Ja, ich wurde schon ein wenig hippelig. Ende Februar habe ich die Tomaten für diese Saison gesät und ich wurde nach zehn Tagen schon völlig unruhig, weil in dem Eierkarton auf dem Fensterbrett nur braune Erde zu sehen war und kein Fitzelchen Grün. War es den Samen zu kalt im meist unbeheizten Kämmerchen? Hatte ich die Samen den Winter über falsch gelagert oder sie falsch aus den Elternpflanzen rausgepopelt?
Dann gestern die Entwarnung — am bundesweiten Warntag, Ha! — am Morgen: Die ersten zarten Tomatentriebe waren zu sehen. Und ich bin immer wieder aufs neue von Naturvorgängen aufs Tiefste fasziniert. Über Nacht sind die Mini-Pflänzchen durch die Erde geschossen, manche schon mit verhältnismäßig großen Blättchen. Irre!
Zu dieser großen Freude — ich bin mir sicher, dass sich die Geburt eines Kindes für die Eltern exakt so anfühlen muss, das kann man schon gleichsetzen — gesellte sich aber auch gleich großes Entsetzen. Durch das Gießen war die Beschriftung auf den Namenschildchen weggespült worden. Welches Pflänzchen gehört zu welcher Tomatensorten. Das muss so sein, als wenn man als Eltern von Mehrlingskindern nicht mehr weiß, welches Kind wie heißt.

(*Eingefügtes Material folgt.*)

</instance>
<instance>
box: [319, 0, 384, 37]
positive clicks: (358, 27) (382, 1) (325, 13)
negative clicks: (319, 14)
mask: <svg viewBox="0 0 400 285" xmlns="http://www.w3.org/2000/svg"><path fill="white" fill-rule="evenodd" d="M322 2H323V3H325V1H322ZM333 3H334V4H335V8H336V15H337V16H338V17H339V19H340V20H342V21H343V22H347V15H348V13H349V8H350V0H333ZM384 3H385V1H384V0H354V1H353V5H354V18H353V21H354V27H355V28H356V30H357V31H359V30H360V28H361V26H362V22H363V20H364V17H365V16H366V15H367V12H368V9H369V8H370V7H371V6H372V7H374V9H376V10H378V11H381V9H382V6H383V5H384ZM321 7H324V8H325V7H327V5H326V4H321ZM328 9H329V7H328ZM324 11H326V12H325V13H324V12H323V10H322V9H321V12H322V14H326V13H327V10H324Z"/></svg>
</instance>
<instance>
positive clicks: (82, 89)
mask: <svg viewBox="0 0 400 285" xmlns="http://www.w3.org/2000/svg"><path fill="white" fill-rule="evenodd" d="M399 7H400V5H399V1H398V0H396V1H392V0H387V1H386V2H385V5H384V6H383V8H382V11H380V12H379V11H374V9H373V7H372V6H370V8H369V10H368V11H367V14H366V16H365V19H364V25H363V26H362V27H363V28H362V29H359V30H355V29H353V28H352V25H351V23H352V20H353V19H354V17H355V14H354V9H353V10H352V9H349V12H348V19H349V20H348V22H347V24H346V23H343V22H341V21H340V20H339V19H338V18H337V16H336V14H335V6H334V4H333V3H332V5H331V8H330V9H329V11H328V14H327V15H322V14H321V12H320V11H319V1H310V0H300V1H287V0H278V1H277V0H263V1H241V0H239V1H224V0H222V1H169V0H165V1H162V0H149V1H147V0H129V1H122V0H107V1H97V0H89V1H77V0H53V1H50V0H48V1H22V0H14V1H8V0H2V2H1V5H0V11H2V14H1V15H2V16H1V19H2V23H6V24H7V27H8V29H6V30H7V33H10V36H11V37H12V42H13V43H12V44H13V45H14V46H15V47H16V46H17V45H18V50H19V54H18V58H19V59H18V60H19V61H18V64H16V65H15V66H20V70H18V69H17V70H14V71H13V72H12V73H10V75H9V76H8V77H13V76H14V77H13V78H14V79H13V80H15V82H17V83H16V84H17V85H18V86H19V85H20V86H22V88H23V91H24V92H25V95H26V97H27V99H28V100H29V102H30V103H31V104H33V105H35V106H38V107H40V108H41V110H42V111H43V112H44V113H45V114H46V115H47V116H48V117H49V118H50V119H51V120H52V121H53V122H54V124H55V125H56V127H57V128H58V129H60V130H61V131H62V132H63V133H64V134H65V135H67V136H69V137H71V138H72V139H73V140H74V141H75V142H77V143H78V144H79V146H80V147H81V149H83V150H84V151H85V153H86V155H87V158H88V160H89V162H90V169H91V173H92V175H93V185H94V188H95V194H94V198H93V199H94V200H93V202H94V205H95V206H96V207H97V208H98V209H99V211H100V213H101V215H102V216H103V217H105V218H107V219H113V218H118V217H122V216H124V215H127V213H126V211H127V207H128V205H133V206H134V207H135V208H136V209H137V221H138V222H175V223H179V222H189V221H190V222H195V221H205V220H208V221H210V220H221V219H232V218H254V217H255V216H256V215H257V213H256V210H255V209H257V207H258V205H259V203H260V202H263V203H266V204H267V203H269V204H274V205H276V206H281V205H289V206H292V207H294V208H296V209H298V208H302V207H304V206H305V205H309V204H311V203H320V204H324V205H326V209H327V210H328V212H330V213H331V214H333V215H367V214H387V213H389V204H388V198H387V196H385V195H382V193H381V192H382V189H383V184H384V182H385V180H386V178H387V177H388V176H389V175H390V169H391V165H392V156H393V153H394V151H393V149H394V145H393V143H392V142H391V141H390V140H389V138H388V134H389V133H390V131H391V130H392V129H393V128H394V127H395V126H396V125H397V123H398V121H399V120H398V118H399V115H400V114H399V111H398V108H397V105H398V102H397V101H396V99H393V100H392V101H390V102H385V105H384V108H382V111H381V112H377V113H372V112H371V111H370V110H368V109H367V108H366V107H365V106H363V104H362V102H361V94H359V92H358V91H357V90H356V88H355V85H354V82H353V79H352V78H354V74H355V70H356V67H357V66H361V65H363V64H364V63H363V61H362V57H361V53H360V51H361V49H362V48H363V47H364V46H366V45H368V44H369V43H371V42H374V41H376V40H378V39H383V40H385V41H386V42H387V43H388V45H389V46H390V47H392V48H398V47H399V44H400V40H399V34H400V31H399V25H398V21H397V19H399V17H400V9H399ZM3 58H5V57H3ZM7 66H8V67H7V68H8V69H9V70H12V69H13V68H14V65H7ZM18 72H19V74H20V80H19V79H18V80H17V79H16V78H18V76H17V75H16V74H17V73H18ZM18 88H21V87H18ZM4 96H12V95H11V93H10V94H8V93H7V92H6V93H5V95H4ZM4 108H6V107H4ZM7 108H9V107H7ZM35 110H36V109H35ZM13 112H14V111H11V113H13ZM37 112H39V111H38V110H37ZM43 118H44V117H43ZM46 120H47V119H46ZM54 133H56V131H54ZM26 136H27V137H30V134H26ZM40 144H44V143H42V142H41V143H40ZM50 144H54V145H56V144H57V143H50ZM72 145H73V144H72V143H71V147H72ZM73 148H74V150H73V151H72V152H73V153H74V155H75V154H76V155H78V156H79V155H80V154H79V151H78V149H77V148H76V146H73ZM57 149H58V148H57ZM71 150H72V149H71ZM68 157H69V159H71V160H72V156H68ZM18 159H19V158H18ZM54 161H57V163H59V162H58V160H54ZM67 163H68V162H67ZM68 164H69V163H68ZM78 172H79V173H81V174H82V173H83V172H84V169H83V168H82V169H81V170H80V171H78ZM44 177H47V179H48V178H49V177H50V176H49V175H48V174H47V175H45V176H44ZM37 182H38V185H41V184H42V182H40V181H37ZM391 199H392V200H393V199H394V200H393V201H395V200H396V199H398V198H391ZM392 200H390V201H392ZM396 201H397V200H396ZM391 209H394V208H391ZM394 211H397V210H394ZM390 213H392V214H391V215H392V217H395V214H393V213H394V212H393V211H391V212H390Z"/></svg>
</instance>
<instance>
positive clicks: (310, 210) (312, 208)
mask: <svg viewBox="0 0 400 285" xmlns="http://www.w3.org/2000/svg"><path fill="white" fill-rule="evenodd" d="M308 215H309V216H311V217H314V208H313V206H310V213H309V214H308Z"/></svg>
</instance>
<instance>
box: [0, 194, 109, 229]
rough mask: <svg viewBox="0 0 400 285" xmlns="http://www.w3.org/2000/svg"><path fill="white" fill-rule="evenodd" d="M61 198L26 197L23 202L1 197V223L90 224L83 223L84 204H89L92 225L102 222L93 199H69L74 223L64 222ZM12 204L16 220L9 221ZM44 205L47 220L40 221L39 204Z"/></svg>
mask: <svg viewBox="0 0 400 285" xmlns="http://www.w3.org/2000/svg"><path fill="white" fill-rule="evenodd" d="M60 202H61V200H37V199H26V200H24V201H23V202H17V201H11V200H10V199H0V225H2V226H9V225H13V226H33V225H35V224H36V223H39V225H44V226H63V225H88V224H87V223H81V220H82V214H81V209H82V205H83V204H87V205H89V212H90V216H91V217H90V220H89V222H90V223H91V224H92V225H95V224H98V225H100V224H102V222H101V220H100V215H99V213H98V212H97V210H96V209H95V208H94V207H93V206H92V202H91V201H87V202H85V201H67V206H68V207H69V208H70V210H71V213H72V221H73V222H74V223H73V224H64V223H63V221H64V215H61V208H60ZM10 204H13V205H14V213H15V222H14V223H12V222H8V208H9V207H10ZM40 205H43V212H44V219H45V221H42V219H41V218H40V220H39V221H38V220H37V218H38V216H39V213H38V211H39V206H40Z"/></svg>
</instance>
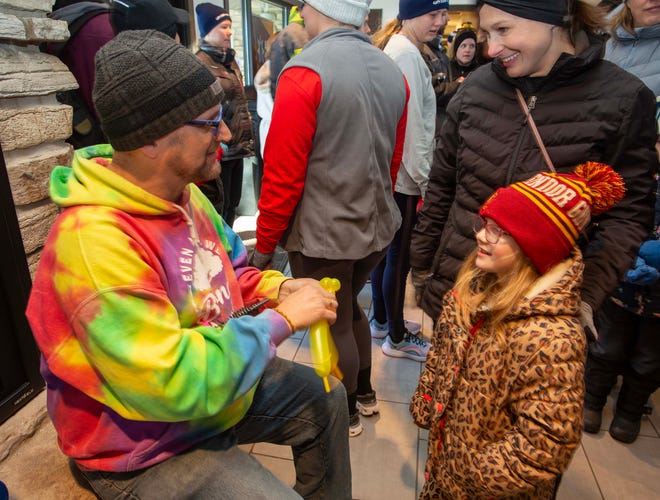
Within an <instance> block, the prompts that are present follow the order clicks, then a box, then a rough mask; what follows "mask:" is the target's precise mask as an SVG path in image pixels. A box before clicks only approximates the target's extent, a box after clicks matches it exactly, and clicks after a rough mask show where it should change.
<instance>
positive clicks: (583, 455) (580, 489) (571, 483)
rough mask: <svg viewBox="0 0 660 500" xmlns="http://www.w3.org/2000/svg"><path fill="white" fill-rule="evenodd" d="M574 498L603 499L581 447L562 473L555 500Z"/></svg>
mask: <svg viewBox="0 0 660 500" xmlns="http://www.w3.org/2000/svg"><path fill="white" fill-rule="evenodd" d="M576 498H579V499H580V500H602V498H603V496H602V495H601V493H600V489H599V488H598V483H597V482H596V478H595V477H594V474H593V471H592V470H591V466H590V465H589V461H588V460H587V456H586V455H585V453H584V449H583V448H582V445H580V446H579V447H578V449H577V450H576V451H575V455H574V456H573V460H572V461H571V464H570V465H569V466H568V469H567V470H566V472H565V473H564V475H563V477H562V479H561V483H560V484H559V491H558V492H557V500H573V499H576Z"/></svg>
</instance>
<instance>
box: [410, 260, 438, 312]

Klar, wenn die Tomaten ausgewachsen sind und Früchte tragen, hätte ich die Sorten natürlich wieder erkannt. Aber es wäre sehr gut, dass schon vorher zu wissen. Also wurde Forensik betrieben. Zum Glück hatte ich ja ein Foto von der Aussaat gemacht. Bloß steht der Eierkarton genauso herum wie auf dem Foto? Wir verglichen die Spitzen des Eierkartons und die Menge an Tinte in den verwaschenen Fähnchen mit der Textmenge und -ausrichtung der frisch geschriebenen Schildchen auf dem Foto. Und nun sind wir sicher. So einigermaßen sicher. In ein paar Monaten ganz sicher. Daumen drücken.
Jahrelanges Escape-Rätseln zahlt sich aus.